The strain, which first emerged in India last fall, is now predominant throughout the United States. All but a small fraction of positive test kits from Connecticut submitted for genome sequencing recently were found to be the highly infectious strain, according to the Yale School of Public Health.
The delta variant, thought to be twice as transmissible as the original strain of the novel strain, beat out other variants of the virus as it rose to prominence. Those included some variants like lambda, mu and gamma that researchers believe may be able to escape the body’s immune response to the virus, potentially blunting vaccines and some treatments.
“Delta is a lot more transmissible than those other variants,”said Rebecca Earnest, a Ph.D student at the Yale School of Public Health who is studying how alpha and delta became dominant in the state.
Those other variants “might be better at, for example, evading antibodies produced by vaccination or prior infection, but delta is just transmitting faster,” she said during a phone interview. “It’s just better able to spread person to person, get into the vulnerable populations— delta’s just really beating them to the punch.”
Researchers at the Yale School of Public Health are tracking variants and are looking, in part, for anything that could sustain itself against delta.
That includes tracking the various sub-lineages of the virus collectively called delta. Right now researchers don’t see any that are more transmissible than others “but it is possible that the next variant to rise to dominance might emerge from within delta itself,” Earnest said.
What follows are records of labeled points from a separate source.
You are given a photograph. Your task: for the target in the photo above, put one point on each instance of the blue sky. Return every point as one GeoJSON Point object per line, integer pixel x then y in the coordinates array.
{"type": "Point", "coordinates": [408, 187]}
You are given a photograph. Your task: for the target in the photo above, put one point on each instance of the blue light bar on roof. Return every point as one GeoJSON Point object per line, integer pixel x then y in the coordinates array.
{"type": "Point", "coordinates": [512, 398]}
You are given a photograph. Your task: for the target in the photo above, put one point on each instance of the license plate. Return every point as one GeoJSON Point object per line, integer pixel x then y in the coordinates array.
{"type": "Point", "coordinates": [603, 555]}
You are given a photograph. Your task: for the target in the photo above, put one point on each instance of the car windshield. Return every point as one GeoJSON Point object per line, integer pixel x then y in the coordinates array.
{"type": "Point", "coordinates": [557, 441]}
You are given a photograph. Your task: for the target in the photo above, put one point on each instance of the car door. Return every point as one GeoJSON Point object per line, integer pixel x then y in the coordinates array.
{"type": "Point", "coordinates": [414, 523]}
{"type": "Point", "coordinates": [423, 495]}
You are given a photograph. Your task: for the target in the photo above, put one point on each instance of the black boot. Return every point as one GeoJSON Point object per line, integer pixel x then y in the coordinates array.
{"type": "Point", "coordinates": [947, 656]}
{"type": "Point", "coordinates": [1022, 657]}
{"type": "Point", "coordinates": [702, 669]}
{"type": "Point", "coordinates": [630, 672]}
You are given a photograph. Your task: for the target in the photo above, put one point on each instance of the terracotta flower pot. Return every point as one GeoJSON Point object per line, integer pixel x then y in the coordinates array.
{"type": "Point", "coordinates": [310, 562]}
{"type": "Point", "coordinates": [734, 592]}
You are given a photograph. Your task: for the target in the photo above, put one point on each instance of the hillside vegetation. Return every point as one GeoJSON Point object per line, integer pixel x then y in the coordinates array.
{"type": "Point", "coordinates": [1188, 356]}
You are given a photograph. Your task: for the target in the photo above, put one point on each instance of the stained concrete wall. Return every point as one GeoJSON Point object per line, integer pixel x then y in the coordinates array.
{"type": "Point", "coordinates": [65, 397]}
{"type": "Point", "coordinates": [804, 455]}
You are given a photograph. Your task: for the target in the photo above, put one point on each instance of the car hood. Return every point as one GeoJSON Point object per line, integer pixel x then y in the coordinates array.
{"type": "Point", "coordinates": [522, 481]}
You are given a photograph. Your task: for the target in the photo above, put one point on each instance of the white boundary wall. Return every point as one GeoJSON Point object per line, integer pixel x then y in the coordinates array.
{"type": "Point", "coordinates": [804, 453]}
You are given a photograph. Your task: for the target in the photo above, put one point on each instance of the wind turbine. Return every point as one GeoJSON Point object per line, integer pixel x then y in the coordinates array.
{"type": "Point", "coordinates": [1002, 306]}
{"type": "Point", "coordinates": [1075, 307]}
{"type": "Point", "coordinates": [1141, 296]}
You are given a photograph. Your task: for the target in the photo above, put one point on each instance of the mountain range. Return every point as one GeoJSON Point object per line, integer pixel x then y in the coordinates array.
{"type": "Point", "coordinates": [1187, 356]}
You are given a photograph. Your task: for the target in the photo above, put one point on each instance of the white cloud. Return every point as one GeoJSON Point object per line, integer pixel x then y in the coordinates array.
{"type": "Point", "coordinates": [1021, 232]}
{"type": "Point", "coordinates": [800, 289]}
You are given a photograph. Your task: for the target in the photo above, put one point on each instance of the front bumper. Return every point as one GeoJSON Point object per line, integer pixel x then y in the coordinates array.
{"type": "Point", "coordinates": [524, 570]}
Connecticut has seen three distinct waves during the pandemic, the state’s hospital data show. The first coincided with the emergence of the original strain of COVID-19 in the spring of 2020, which lasted from March through June. The second wave began that fall and stretched into the spring of 2021. The state also saw a small wave at the tail of the second from late March through May, a period that coincided with the alpha strain becoming dominant in the U.S.
The third wave, which the state is currently still experiencing, began toward the second half of July as the delta variant spread throughout the U.S.
Precisely how much the wave last fall was driven by alpha, thought to be about 60 percent more transmissible than the original strain of the virus, is the matter of some debate.
Alpha and delta certainly contributed to a rise in COVID-19 cases, said Dr. Ulysses Wu, chief epidemiologist for Hartford HealthCare, but he also attributed the waves to social behaviors and even the weather. Last winter and during the start of the first surge 20 months ago, the colder weather kept people indoors where transmission is more likely, he said.
Alpha was the most commonly found variant in Connecticut through much of the spring, the Yale data shows, but other variants were also circulating alongside it.
“The question is ‘well what about delta?’ That’s happening during the summer,” Wu said. “That, I think, is mostly variant related, but we also had a very hot and wet summer as well so I think a lot of people were also staying inside for air conditioning.”
Delta made up all of the cases of COVID-19 genetically sequenced in the last three weeks in Connecticut, according to the latest report from Yale.
The availability of vaccines may have also inadvertently caused infections to spread, as people threw caution to the wind and the state reopened. Connecticut’s indoor mask mandate ended on May 19, the same day bars were reopened.
Those who were vaccinated took their masks off and returned to social behaviors that increased the risk of transmission, Wu said. Meanwhile, those who were unvaccinated – maybe experiencing a kind of fear of missing out – piggybacked on those who got the vaccine “and their ‘freedom’ that they were able to do,” Wu said.